Proprio per questo motivo, comunque, nessuno potrebbe correggervi: è difficile contrastare le abitudini dei parlanti, né sarebbe auspicabile farlo, visto che, se la lingua cambia, questo cambiamento avviene proprio grazie a loro, seppur inconsapevolmente (ciò non significa, ovviamente, che tutti gli errori possono essere giustificati e, soprattutto, che "un cachi" sia sbagliato; anzi).
Il termine è di origine giapponese e designa non soltanto il frutto ma anche l'albero, originario dell'Asia Orientale e appartenente al genere delle ebenacee, una famiglia di angiosperme dicotiledoni. Per indicare sia l'uno sia l'altro, quindi, direte e scriverete "cachi"; c'è anche una trascrizione alternativa, vale a dire "kaki". Scriverlo in questo modo non è obbligatorio; per di più, essendo più alto il rischio di sbagliare ed esistendo un adattamento ben preciso alla lingua italiana dell'esotismo, è decisamente sconsigliabile.
Il nome scientifico del "cachi" – che è, quindi, una parola invariabile – è "Diòspyros kaki" e significa, tradotto dal greco, “cachi frumento di Giove”. Questo è quanto ci dice Aldo Gabrielli, autore del famoso libro Si dice o non si dice?
Il "cachi" è anche un colore, una tinta molto diversa da quella del frutto. Non è un arancio ramato: richiama, infatti, la terra arida, arsa.
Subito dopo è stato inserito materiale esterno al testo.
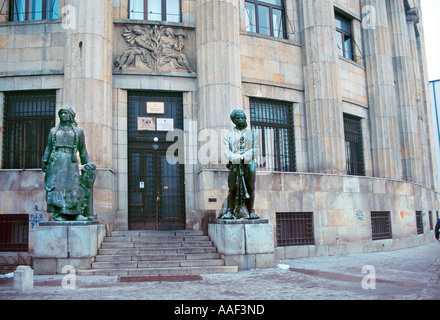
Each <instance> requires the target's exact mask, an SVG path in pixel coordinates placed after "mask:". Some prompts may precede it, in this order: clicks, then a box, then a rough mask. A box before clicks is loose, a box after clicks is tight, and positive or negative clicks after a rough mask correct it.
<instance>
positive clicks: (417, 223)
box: [416, 211, 423, 234]
mask: <svg viewBox="0 0 440 320" xmlns="http://www.w3.org/2000/svg"><path fill="white" fill-rule="evenodd" d="M416 226H417V234H422V233H423V214H422V211H416Z"/></svg>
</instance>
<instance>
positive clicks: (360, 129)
mask: <svg viewBox="0 0 440 320" xmlns="http://www.w3.org/2000/svg"><path fill="white" fill-rule="evenodd" d="M344 134H345V159H346V167H347V174H348V175H356V176H364V175H365V166H364V153H363V143H362V127H361V119H360V118H358V117H355V116H351V115H347V114H344Z"/></svg>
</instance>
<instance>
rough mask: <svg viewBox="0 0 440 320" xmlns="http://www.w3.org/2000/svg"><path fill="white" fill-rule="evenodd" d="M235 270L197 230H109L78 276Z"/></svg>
mask: <svg viewBox="0 0 440 320" xmlns="http://www.w3.org/2000/svg"><path fill="white" fill-rule="evenodd" d="M226 272H238V267H236V266H225V262H224V260H223V259H222V257H221V255H220V254H219V253H218V252H217V248H216V247H215V246H214V244H213V242H212V241H211V239H210V238H209V236H205V235H204V234H203V232H202V231H198V230H178V231H176V230H173V231H171V230H170V231H133V230H130V231H113V232H112V233H111V236H110V237H106V238H105V239H104V242H103V243H102V245H101V248H100V249H99V250H98V255H97V256H96V257H95V259H94V262H93V263H92V268H91V269H89V270H78V275H110V276H111V275H113V276H114V275H117V276H183V275H199V274H203V273H226Z"/></svg>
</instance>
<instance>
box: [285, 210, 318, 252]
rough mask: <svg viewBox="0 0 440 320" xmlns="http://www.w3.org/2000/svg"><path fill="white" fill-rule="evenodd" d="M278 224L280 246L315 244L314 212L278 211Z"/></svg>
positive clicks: (289, 245)
mask: <svg viewBox="0 0 440 320" xmlns="http://www.w3.org/2000/svg"><path fill="white" fill-rule="evenodd" d="M276 224H277V245H278V246H299V245H313V244H315V235H314V229H313V213H312V212H288V213H277V214H276Z"/></svg>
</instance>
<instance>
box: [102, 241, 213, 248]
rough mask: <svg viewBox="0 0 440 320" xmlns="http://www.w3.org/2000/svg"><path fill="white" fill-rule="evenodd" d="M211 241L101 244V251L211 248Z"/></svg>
mask: <svg viewBox="0 0 440 320" xmlns="http://www.w3.org/2000/svg"><path fill="white" fill-rule="evenodd" d="M212 246H213V243H212V241H166V242H164V241H147V242H139V241H136V242H124V241H121V242H103V243H102V245H101V248H102V249H113V248H175V247H212Z"/></svg>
L’origine – spiega Gabrielli – non sta nel giapponese "kaki", ma nell’inglese khaki, che deriva, a sua volta, dall’indostano "kaki" (che indica qualcosa di polveroso; o meglio, il colore della polvere); quest'ultimo, infine, ha origine dal persiano "khâk". Sul colore – tipico delle uniformi militari inglesi in India – non ci sono dubbi, né oscillazioni. "Cachi" è, e "cachi" rimane.